Wednesday, March 25, 2009

Glendon

I found Glendon to be a much faster read than anything else we’ve read this semester; at the same time, I really like how she frames rights discourse as part of a larger scheme of individual versus collective and entitlements versus obligations. Those descriptors make intuitive sense to me, so I liked them. However, I suspect that I will continue to like the arguments that she is making as well. With that said, I wonder how she would respond to the concept of solidarity rights that we briefly discussed in Wellman. Would she argue that solidarity rights discourse is equally damaging because it still creates an ingroup and an outgroup, or would she have something different to say about the concept?

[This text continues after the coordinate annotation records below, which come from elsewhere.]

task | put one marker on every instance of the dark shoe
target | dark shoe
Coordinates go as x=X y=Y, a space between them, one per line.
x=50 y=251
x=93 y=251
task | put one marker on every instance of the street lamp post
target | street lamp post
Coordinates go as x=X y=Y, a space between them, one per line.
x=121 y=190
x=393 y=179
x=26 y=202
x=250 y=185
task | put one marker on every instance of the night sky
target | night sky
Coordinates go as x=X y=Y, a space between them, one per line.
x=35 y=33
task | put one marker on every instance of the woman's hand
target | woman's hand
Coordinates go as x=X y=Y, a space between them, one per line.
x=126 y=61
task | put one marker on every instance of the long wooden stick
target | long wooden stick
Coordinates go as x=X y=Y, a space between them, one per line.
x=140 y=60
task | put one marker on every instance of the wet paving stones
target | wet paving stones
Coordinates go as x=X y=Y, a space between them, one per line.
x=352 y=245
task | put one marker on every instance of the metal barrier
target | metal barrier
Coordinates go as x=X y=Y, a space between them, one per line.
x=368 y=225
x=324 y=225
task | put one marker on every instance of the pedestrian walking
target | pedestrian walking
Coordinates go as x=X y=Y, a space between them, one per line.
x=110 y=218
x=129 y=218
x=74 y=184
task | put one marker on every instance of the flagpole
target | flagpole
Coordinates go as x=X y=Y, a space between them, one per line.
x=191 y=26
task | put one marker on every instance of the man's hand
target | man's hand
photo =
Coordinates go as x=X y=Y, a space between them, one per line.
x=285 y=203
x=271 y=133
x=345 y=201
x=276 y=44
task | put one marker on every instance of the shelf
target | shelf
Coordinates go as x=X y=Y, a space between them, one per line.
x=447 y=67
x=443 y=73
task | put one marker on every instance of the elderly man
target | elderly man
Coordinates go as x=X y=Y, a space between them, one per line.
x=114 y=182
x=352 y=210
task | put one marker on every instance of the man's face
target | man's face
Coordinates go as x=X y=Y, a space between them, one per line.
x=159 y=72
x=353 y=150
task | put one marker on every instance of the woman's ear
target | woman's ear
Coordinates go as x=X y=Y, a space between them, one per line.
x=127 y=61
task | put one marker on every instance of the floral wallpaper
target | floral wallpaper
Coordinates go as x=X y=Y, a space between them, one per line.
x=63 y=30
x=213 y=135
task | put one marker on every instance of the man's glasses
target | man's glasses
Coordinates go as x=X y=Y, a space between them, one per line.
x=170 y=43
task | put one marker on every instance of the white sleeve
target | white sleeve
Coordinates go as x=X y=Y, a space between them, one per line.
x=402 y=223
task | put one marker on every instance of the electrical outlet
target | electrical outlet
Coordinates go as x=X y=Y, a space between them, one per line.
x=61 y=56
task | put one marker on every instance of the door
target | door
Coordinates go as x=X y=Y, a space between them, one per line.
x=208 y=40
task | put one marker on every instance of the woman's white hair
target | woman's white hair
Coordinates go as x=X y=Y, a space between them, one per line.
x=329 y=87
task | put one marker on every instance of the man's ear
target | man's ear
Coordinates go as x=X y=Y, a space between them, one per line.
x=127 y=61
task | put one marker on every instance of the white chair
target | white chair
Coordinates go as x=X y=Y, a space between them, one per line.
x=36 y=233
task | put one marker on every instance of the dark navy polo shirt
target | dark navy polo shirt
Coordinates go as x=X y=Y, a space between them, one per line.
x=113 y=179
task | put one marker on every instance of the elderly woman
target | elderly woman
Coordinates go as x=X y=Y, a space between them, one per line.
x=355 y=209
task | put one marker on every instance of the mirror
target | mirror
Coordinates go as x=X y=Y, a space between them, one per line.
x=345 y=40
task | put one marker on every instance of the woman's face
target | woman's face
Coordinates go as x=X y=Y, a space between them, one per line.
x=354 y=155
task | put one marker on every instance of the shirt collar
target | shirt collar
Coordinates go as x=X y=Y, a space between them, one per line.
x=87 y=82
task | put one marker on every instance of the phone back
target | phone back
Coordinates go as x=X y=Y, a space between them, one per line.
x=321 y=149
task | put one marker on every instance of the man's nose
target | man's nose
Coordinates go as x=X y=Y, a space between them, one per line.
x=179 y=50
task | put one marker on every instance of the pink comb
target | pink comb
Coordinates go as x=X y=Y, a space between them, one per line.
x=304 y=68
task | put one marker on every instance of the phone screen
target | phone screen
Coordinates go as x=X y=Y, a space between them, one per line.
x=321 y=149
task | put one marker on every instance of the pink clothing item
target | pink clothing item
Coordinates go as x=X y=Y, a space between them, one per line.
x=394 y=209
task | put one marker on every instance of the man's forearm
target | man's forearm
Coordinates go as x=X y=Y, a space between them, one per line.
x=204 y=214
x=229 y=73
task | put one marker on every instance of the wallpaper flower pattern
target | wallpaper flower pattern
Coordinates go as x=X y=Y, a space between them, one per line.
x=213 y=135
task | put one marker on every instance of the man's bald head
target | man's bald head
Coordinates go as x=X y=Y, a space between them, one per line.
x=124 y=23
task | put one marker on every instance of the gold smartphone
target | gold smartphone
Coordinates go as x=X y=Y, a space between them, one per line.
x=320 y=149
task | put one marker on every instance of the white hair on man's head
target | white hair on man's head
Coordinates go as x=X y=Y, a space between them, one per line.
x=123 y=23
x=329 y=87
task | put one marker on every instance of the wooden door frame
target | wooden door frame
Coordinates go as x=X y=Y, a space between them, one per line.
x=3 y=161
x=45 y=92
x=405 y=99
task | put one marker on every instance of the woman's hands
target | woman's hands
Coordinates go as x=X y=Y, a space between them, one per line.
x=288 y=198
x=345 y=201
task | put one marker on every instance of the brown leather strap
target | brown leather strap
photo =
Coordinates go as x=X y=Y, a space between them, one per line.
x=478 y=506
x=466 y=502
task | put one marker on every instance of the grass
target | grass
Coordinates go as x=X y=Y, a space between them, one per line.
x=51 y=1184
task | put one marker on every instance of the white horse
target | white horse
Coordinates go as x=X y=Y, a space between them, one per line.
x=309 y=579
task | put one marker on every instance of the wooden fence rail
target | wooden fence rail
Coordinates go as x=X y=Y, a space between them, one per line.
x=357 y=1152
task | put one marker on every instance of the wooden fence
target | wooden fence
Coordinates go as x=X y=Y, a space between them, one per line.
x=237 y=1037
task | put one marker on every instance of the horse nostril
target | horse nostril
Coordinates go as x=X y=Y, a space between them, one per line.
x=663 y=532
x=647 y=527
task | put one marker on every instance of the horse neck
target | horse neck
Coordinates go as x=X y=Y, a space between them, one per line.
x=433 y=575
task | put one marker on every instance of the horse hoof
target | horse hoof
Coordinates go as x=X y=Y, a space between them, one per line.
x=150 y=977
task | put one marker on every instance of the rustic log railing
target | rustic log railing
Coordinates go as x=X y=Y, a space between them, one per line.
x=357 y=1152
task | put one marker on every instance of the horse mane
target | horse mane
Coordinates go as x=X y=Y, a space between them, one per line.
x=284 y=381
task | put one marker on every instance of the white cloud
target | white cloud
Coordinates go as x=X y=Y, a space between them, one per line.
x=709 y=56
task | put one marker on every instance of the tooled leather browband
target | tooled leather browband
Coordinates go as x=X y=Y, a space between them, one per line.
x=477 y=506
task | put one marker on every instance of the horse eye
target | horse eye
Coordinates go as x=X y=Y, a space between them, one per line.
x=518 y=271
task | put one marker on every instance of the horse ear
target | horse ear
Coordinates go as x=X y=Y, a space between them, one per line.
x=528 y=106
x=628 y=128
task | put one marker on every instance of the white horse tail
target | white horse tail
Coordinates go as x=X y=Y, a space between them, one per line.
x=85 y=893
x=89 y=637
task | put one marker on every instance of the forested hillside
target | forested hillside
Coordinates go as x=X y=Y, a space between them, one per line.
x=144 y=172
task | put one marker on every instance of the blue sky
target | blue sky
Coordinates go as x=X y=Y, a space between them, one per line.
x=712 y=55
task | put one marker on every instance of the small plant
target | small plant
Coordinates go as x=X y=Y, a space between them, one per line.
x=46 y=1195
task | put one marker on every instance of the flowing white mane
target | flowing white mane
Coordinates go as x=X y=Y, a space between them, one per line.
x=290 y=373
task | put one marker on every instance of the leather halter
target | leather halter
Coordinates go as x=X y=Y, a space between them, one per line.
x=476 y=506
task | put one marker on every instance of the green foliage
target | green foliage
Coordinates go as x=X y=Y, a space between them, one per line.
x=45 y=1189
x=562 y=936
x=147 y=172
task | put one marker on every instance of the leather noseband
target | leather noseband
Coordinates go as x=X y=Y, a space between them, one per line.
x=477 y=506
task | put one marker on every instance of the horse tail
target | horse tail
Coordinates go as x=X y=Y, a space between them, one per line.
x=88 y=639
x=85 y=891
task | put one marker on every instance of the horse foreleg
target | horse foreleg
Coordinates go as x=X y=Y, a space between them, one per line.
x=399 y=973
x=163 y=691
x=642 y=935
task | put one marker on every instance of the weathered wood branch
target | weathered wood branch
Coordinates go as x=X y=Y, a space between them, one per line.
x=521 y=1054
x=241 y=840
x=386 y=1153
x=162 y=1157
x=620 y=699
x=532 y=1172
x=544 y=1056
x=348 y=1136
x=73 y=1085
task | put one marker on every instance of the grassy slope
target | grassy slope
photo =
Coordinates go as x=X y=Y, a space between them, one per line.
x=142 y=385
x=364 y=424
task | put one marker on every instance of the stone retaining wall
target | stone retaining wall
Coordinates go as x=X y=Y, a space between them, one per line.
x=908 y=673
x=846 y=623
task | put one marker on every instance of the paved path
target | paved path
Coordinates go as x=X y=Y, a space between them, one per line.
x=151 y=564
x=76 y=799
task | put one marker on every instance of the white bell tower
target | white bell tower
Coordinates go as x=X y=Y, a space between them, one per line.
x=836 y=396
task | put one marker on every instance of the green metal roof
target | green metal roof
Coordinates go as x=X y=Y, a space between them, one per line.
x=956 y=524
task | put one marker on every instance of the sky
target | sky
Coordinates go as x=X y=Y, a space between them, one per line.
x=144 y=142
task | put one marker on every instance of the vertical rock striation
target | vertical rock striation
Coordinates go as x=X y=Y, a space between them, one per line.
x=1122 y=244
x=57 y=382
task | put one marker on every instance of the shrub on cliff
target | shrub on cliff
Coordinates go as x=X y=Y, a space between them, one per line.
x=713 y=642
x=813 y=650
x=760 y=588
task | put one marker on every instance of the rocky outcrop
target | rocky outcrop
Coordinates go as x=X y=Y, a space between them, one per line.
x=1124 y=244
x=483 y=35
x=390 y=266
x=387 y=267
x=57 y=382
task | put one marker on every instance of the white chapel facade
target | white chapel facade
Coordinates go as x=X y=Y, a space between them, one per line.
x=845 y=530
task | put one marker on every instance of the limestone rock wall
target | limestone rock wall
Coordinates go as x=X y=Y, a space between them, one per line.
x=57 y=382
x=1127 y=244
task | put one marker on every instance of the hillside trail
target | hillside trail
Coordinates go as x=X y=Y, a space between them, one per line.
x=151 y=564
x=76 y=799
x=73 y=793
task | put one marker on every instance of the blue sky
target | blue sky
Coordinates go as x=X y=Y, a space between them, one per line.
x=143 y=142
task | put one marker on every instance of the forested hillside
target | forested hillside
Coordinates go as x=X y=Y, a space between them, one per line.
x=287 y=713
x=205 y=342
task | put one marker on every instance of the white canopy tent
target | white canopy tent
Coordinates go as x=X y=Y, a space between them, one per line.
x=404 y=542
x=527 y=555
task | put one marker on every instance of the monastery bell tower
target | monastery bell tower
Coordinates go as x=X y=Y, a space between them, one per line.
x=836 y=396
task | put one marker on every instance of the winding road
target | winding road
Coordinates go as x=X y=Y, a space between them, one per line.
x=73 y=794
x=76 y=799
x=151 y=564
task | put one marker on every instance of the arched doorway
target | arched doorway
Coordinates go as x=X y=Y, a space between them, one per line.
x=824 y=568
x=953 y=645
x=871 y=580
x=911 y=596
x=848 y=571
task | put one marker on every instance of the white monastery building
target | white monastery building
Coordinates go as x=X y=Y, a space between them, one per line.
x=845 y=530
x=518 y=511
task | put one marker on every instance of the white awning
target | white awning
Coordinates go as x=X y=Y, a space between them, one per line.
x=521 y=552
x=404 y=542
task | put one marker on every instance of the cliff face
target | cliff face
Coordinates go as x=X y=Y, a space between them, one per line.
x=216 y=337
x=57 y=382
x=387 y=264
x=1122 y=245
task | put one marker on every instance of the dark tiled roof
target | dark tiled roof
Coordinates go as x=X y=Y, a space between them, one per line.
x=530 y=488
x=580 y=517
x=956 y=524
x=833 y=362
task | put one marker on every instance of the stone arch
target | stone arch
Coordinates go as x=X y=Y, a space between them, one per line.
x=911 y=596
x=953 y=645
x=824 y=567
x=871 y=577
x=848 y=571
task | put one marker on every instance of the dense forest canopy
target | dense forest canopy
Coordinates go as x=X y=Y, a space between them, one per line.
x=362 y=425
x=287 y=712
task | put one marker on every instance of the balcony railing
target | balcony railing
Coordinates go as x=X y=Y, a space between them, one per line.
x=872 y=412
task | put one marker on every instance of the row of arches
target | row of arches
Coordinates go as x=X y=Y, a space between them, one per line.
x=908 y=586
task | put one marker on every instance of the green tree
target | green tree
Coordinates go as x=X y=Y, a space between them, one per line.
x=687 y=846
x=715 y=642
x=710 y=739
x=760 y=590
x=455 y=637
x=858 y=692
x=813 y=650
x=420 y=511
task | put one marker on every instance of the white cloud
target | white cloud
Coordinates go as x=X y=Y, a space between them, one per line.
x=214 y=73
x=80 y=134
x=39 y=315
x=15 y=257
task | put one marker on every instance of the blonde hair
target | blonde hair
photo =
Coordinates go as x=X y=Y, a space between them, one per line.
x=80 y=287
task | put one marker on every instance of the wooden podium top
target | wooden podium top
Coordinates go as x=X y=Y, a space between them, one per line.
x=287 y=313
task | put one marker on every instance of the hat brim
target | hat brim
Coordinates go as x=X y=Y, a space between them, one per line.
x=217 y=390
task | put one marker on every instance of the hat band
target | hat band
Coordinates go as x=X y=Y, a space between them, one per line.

I really appreciated Glendon’s extensive discussion of the takings clause. It seems to me that she sets up a paradox dealing with the takings clause. Through writers like Locke and Blackstone, early Americans valued the right to public property as an (almost) absolute right; both writers argued that individuals have nearly exclusive control over their own personal property. In this sense, it seems that private interest in property has the power to trump any common good or community interest in the property. On the other hand, the Constitutional texts that Americans wrote, selected, and popularly ratified as a foundation for their government contains an exclusive exception for government usurpation of individual private property rights. And, she notes that the takings clause was used often in early America. I had read Locke and Blackstone as well as most of the Supreme Court cases that she cited before I read Glendon, but I had never put the puzzle together like that. The way in which she frames the takings clause makes that portion of the Constitution deeply contradictory to me now. I really liked this portion of her argument.